PROFESSOR, ESTE INJUSTIÇADO
Nasci numa família de professores.Cresci entre eles. Três das minhas tias maternas eram professoras.Sou professora.E,considero esta,não uma profissão,mas,um sacerdócio.Acompanhei desde a infância a luta da minha mãe que aos 17 anos e recém formada saiu de sua cidade,Salvador e se embrenhou no interior mais inóspito naquela época,sem luz,sem água encanada ,sem notícias das ditas terras civilizadas.Em Miguel Calmon,município de Jacobina ensinou,casou e formou sua vida durante dez anos.Chegou a Delegada Escolar e ,no lombo de um cavalo percorreu os arredores,os pequenos aglomerados urbanos ,do Junco a Capim Grosso,com passagem por Várzea Nova e subindo a serra do Tombador por onde desceram os revoltosos da Coluna Prestes e os cangaceiros de Lampião;aliás,o Corisco morreu nas cercanias de Miguel Calmon quase no nosso quintal.
O Grupo Escolar Gustavo de Andrade foi minha primeira escola. D. Antonieta Reynal Rocha minha primeira professora.Lembro – me até da cartilha onde havia um pato colorido e a frase – “A pata nada”,inesquecível.E o cantochão da tabuada : -Dois e um ,três,dois e dois,quatro... E,Mariazinha,a temida palmatória vigilante entrando em ação contra os erros e distrações.Havia outras operárias divinas como eram chamadas na canção de Nelson Gonçalves: D. Mariínha,dona de belos olhos verdes,D. Mariazinha,filha da terra que morava na praça numa casa com mangueiras.
As moças ensinavam com amor e dedicação e eram respeitadas como deusas.Pois ,deusas eram,traziam a luz e o saber que nos livra da escravidão mental, a mais danosa de todas.
Filha única aos oito anos de idade voltei para Salvador, cidade onde nasci.Precisava completar minha educação. Mamãe veio comigo,meu pai,ficou cuidando da fazenda e dos negócios.Passava,conosco os fins de semana.Chegava num dos seus caminhões carregado de mamona para a Sanbra e cheio de produtos das ricas feira do interior como charques,frutas diversas,farinhas de copioba,beijus,petas e avoadores,biscoitos de polvilho típicos da região,ervas para infusão,goiabada cascão,requeijão, doce de leite e cocada ,de corte,coco seco,um nunca acabar de gostosuras.

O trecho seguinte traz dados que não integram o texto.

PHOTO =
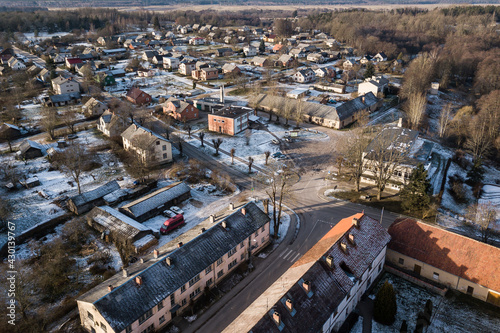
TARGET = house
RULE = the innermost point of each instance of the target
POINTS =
(197, 41)
(323, 287)
(230, 68)
(376, 85)
(84, 202)
(156, 202)
(229, 120)
(205, 73)
(186, 68)
(30, 149)
(111, 124)
(224, 52)
(316, 58)
(151, 148)
(17, 65)
(138, 97)
(71, 62)
(170, 62)
(285, 60)
(62, 99)
(428, 252)
(147, 296)
(261, 62)
(117, 226)
(62, 85)
(250, 51)
(180, 110)
(380, 57)
(94, 107)
(304, 76)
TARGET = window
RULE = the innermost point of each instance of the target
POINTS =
(145, 316)
(233, 251)
(194, 293)
(194, 280)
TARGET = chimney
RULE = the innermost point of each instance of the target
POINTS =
(351, 239)
(329, 261)
(289, 305)
(307, 286)
(276, 317)
(343, 246)
(138, 280)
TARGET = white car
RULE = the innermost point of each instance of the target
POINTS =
(168, 213)
(177, 210)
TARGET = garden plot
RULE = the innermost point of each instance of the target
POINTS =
(33, 206)
(205, 200)
(449, 314)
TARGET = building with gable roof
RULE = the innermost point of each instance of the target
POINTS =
(323, 287)
(151, 148)
(149, 294)
(446, 258)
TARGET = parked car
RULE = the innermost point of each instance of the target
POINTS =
(172, 223)
(176, 210)
(168, 213)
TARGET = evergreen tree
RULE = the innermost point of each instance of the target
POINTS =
(415, 195)
(385, 307)
(370, 70)
(262, 46)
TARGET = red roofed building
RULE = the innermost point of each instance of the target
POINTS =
(450, 259)
(138, 97)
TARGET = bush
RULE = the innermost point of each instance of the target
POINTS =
(385, 307)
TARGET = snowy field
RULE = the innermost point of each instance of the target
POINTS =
(449, 314)
(34, 205)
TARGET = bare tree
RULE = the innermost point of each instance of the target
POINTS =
(444, 120)
(353, 147)
(202, 136)
(483, 215)
(384, 156)
(415, 109)
(73, 161)
(232, 152)
(217, 142)
(49, 121)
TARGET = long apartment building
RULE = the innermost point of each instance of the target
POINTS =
(147, 295)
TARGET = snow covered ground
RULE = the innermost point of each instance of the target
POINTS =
(449, 314)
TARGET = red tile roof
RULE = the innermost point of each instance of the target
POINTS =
(456, 254)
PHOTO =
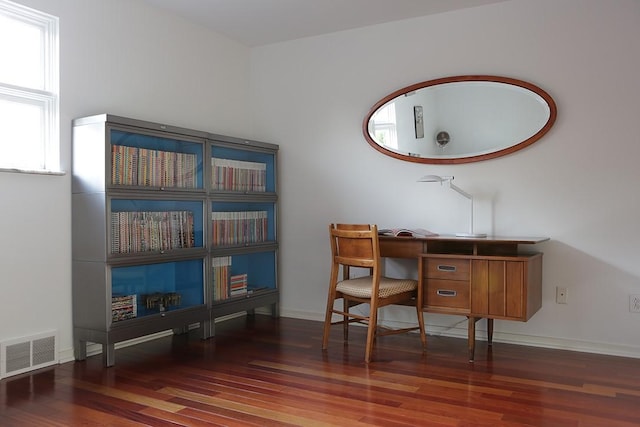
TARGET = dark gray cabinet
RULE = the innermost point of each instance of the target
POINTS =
(172, 228)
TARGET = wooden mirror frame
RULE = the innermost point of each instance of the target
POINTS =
(516, 146)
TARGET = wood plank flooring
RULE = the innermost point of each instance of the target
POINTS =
(271, 372)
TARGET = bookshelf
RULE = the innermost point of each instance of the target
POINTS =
(172, 228)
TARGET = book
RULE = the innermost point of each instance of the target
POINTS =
(406, 232)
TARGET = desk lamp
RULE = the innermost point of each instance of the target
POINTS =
(447, 180)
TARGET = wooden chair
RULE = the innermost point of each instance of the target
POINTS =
(357, 245)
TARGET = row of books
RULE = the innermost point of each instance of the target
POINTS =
(235, 228)
(224, 284)
(152, 168)
(123, 307)
(238, 175)
(133, 232)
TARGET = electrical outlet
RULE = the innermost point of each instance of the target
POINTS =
(562, 295)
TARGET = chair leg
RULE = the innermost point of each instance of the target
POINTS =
(327, 319)
(345, 318)
(423, 334)
(371, 332)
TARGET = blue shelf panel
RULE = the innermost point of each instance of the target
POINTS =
(193, 210)
(242, 223)
(268, 159)
(168, 163)
(259, 268)
(160, 287)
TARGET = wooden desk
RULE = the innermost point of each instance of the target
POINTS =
(474, 277)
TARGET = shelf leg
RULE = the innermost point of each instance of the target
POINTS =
(80, 349)
(490, 331)
(108, 354)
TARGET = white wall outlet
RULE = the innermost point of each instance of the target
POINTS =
(562, 295)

Em Salvador frequentei a escola de D. Sônia Bahia,excelente professora e fiquei aos cuidados de D. Guilhermina de Oliveira e Oliveira,mestra admirável,sábia e paciente com uma criança rebelde e hiperativa como eu era.Antes dos 11 anos estipulados pela lei fiz o exame de Admissão,terror dos estudantes.Deixávamos de ser criança e iríamos para o Ginásio.Muita água rolou debaixo da ponte ,mas,nunca esqueci o nome,a feição e o carinho das minhas professoras,entre elas minha mãe.

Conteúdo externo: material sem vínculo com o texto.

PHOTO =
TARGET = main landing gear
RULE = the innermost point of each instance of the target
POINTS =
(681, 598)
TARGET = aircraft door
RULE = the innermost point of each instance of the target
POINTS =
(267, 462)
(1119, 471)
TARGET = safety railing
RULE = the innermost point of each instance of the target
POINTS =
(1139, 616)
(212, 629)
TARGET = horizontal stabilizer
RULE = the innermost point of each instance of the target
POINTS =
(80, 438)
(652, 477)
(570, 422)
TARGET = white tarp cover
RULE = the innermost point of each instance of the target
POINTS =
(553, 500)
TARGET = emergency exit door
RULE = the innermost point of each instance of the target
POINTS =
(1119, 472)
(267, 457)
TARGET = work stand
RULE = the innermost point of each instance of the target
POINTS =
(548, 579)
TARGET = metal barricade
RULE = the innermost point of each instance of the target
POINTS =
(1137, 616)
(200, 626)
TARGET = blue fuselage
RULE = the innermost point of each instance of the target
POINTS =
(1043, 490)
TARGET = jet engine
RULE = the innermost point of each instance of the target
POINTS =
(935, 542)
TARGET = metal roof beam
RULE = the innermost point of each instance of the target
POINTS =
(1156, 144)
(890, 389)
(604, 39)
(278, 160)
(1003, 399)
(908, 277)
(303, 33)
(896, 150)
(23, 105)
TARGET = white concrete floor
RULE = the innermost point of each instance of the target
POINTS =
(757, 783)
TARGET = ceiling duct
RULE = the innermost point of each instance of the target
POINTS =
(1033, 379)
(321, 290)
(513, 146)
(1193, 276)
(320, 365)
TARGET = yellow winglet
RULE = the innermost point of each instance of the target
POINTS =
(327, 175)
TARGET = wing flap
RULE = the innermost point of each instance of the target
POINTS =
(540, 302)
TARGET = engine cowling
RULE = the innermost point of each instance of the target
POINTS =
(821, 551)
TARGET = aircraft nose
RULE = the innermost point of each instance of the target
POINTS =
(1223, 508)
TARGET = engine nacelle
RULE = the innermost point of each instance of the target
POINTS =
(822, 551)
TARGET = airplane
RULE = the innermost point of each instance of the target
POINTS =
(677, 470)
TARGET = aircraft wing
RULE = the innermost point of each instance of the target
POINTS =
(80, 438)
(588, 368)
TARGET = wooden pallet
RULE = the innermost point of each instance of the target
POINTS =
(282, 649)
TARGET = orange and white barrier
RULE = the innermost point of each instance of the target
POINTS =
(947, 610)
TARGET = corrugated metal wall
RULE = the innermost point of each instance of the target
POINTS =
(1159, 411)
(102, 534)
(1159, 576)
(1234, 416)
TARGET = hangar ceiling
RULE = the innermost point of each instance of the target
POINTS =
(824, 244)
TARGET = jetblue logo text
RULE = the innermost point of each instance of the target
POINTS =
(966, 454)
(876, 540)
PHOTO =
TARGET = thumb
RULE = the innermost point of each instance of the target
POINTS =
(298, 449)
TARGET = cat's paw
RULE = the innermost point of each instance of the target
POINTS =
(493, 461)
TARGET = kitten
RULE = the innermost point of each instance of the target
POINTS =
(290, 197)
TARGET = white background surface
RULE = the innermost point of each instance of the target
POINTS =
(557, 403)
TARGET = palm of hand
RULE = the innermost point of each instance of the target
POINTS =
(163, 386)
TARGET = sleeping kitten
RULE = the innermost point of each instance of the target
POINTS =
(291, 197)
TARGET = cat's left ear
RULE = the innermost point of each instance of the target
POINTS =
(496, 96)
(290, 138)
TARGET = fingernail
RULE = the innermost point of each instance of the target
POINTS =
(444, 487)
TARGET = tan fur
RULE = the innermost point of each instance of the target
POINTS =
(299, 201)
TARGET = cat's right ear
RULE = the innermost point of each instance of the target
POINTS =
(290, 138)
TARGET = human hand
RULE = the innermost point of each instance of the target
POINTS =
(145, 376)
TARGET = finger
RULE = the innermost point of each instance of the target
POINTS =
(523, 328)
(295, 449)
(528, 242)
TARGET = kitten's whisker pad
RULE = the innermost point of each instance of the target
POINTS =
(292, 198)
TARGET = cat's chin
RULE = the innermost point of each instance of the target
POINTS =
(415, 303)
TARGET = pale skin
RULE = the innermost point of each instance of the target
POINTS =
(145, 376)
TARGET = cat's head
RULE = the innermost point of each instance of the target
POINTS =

Mestra de alguns futuros prefeitos alguns a homenagearam colocando seu nome em prédios escolares .Afinal,foram 50 anos de dedicação entre Salvador e o sertão.Uma vez ,numa homenagem prestada a ela quando recebeu do governador uma placa de ouro que guardo até hoje e cabendo a mim fazer o discurso terminei assim.” Quem quiser saber quantas pessoas esta mulher humilde,baixinha e simples como as flores do campo educou é só contar os fios dos seus cabelos brancos.”
Minha homenagem a todos os professores deste país que ,recebendo tão pouco em gratidão e salários,esparzem a luz da sabedoria e da educação a todos os seres humanos sem cobrar nada em troca.

FOTO: MINHA MÃE,A PROFESSORA ARACI DE SALES OLIVEIRA QUE DURANTE 70 ANOS NUNCA DIXOU DE ENSINAR.